Jersey faces the same problems. The statistics which show how our local teenagers are faring make for concerning reading. The Jersey People and Young Person’s survey 2021 (published in March 2022) shows that nearly a quarter (23.5%) of pupils in years 4 and 6 spend 5 or more hours a day on screens (TV, computer games, games console use and social media). Social network exposure has doubled for year 6 children since 2019’s survey results. One in eight children used social media every day in 2019 but now it is one in four.
The percentage of children in that “5 hours or more” bracket for screen time steadily increases as you move through secondary school and it stands at 42% for the island’s year 12 students. In addition, a quarter of our year 10 and 12 students had less than 5 hours sleep the night before the survey.

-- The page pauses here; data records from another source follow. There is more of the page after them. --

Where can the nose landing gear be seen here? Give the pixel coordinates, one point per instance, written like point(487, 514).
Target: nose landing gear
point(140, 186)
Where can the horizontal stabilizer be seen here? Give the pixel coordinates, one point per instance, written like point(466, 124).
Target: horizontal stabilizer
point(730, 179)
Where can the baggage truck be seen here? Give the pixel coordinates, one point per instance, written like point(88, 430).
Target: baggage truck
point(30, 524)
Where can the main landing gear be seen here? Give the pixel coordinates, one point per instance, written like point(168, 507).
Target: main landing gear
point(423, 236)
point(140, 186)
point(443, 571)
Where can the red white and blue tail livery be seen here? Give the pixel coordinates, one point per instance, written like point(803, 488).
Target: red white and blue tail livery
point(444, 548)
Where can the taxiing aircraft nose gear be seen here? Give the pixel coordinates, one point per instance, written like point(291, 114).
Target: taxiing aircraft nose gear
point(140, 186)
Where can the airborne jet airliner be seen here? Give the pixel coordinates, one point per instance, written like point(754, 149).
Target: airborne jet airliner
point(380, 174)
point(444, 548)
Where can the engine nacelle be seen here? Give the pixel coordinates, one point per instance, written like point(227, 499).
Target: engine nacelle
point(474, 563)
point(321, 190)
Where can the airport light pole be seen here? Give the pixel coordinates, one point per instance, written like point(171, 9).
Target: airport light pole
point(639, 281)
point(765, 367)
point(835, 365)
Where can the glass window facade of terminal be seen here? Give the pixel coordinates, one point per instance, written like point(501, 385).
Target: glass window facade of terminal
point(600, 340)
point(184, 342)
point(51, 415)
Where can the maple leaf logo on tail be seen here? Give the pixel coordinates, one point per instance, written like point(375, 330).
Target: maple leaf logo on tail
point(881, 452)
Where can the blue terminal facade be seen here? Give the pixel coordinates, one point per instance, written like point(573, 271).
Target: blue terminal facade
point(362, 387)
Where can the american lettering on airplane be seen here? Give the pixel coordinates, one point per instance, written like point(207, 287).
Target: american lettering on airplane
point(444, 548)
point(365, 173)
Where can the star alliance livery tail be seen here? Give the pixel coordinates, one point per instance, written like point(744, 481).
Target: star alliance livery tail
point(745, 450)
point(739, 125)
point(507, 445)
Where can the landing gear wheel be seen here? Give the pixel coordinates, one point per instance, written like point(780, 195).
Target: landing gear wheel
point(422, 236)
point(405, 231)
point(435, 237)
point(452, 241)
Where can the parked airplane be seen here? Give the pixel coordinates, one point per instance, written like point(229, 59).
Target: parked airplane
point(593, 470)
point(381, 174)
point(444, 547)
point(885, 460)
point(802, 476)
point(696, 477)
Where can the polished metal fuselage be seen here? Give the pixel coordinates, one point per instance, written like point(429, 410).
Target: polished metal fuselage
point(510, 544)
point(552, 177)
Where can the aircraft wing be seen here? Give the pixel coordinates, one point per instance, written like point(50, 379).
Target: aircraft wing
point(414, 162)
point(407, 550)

Statistics Jersey also states elsewhere in its report that “nearly half (46%) of pupils with low self-esteem had spent more than 5 hours in screen-based activity.”

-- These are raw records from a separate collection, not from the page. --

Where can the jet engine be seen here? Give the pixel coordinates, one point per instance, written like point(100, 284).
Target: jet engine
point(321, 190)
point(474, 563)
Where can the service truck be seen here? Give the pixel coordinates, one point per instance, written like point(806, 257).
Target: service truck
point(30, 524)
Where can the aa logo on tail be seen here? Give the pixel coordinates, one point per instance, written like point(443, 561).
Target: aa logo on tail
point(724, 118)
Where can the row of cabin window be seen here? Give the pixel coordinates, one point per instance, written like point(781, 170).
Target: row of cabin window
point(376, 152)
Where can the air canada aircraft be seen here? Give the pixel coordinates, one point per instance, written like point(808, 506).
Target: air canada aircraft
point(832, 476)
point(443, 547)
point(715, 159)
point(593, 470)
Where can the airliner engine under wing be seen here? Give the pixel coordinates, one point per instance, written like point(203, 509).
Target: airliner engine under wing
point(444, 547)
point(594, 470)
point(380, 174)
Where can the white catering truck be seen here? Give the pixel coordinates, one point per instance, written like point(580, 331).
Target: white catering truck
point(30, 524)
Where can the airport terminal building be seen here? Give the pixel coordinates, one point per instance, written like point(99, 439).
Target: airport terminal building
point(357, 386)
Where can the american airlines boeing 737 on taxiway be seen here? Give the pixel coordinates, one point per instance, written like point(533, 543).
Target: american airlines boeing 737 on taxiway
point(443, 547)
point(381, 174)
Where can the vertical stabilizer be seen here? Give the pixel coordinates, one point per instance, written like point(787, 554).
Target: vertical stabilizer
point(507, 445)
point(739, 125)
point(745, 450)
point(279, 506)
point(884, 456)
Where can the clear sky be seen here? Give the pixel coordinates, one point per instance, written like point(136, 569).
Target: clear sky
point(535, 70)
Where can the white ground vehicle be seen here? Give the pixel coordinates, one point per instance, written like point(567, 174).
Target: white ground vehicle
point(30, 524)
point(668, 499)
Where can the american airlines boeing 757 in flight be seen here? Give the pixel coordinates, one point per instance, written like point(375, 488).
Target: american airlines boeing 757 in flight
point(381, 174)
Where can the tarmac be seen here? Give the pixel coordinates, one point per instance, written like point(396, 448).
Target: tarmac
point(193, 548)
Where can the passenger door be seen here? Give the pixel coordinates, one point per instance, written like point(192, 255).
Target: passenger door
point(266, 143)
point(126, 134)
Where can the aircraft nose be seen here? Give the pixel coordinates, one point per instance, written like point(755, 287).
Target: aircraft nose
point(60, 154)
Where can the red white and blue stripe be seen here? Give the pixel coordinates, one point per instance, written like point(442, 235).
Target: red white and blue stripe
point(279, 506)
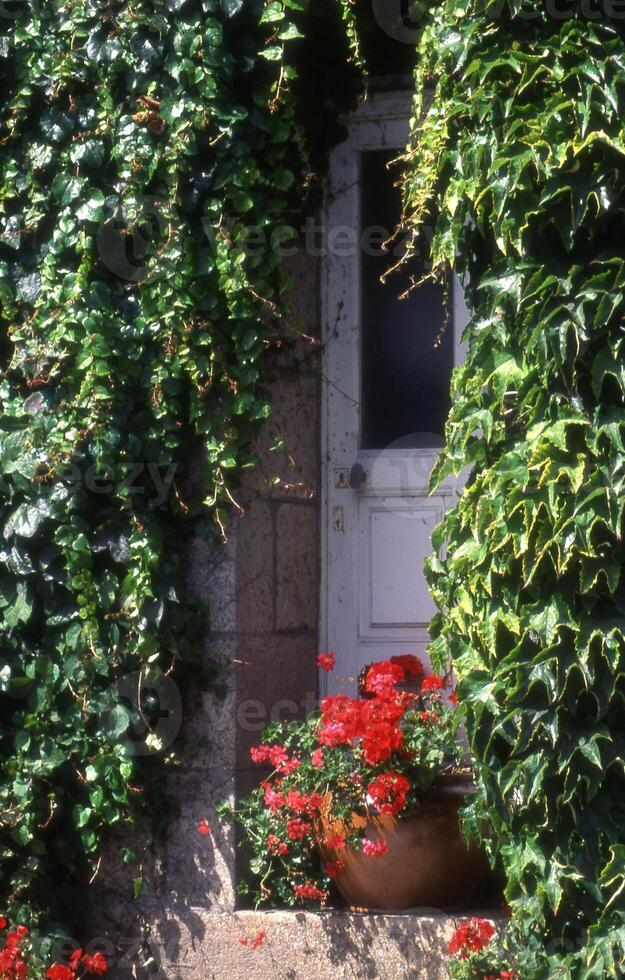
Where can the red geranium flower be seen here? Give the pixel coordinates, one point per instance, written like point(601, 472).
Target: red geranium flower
point(310, 891)
point(411, 665)
point(60, 972)
point(297, 828)
point(326, 661)
point(374, 848)
point(432, 683)
point(470, 937)
point(274, 754)
point(276, 846)
point(273, 799)
point(341, 719)
point(389, 792)
point(335, 868)
point(383, 677)
point(95, 964)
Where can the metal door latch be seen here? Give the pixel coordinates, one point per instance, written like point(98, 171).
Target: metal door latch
point(357, 476)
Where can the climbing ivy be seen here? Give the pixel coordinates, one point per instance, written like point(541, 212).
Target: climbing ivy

The most powerful first step we can take as parents is to increase the conversation, level of understanding and awareness around screentime. Including our children in that conversation at an early juncture is crucial. A comprehensive and broad digital literacy education offering for all children throughout their childhood will give our community the best chance of limiting the harm which this technology has the potential to cause. That education needs to help children understand not just the mechanics of staying safe online but also what a responsible digital citizen looks like. As John F Kennedy said over 60 years ago, “Technology has no conscience of its own. Whether it will become a force for good or ill depends on man.” We can equip ourselves and our children with an understanding of the impact this technology has upon us. We have the tools to protect ourselves and the next generation from its potential harm. As Tristram Hunt of the Center for Humane Technology puts it “this technology has put a spell on us and it’s not real and it’s time we snapped out of it and said this normal doesn’t have to be normal.” I believe that we, as parents, have the capability to teach ourselves and our children how this new technology can be harnessed to help us rather than harm us.